Thursday, April 12, 2012

6th and Garfield development: third time's a charm or three strikes, you're out?

I received a card from my council member recently publicizing a 3rd community meeting with developers who are requesting rezoning from the council for their properties at 6th and Garfield.

This meeting was hurriedly put together after I forwarded the proposed designs for the development to the association elist on March 20, prompting a firestorm of criticism both publicly and privately (in email responses sent to me off list). I suggested a third meeting might be appropriate. SNNA officers immediately stepped in and promised a third meeting as the criticism grew.

This drama could have been avoided had Salemtown Neighbors NA clearly communicated the previous two community meetings on the project well in advance and scheduled them at times where the most neighbors could attend. Event planning was handled horribly, with one meeting even scheduled at the same time that the Vanderbilt men's basketball team was playing in the the NCAA tournament.
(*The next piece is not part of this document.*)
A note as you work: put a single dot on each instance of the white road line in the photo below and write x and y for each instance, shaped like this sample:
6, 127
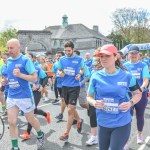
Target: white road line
43, 105
143, 145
The association's grasp of what the developers were doing was also off as the president sent out an email early on describing them as "Baltimore Brownstones," at which the developers expressed confusion.


Having attended both meetings, and expressing my feedback on parking, pedestrian issues, sight lines, consistency with the community plan and location of the trash carts, I did not feel like I could cast stones at the design, which was aptly described by others as "looking like public housing" (jabbing at the generic, institutional, unstylized design). I have to pick my battles, but I agree with many of the criticisms that came across the Salemtown elist.

I am hoping that many of those who spoke out so strongly against the developers' designs will come out to the community meeting and express themselves again. Unfortunately, I have a previous commitment to attend my daughter's softball game. But I spoke my piece at the other meetings, and I will leave these issues to others to champion.

On the subject of scheduling these meetings in the early evening: the association has made no apologies about catering to schedules of developers with the excuse that they are busy and the insinuation that they are doing the community a favor in meeting with us. We are all busy. Some of us cannot meet consistently between 5 and 7.

And frankly, the rezoning process in Nashville is supposed to be community-based, which means that if property owners seek rezoning they must seek community support, or at least avoid community opposition. It is part of the job description of "developer" to interact with the community. When Salemtown Neighbors' executives speak down to the association and when they scold members to be more flexible with meeting times they indicate that they either do not understand community planning or the do not care to engage in it.

After speaking to one of the 6th and Garfield developers candidly just before the second meeting, I have to wonder whether the association does not care to engage in community planning. That developer told me that the association was handling all the communication with the neighborhood, and that an association leader told him that a small number of people would be invited. If that was indeed the case, it would explain why the communication before the first two meetings was so atrocious. I had been excluded myself from the correspondence that went out about the first meeting (which someone else forwarded to me).

Last night I sent CM Gilmore a thank you note for mass mailing cards to neighbors rather than having us rely strictly on the association. Maybe if the communication had been so broad before the first meeting, developers would not still be scrambling for community feedback and support at this point.

The community meeting is tonight at 5:30 at Morgan Park Community Center.

1 comment:

  1. I've missed many a meeting but this meeting was sparsely attended. It seems to me that 1) we are floundering to find some consistency in what we want for our neighborhood and 2) we are naive about what our neighborhood has the potential to become...good and bad. I hope we get our collective arms around a vision and sooner rather than later.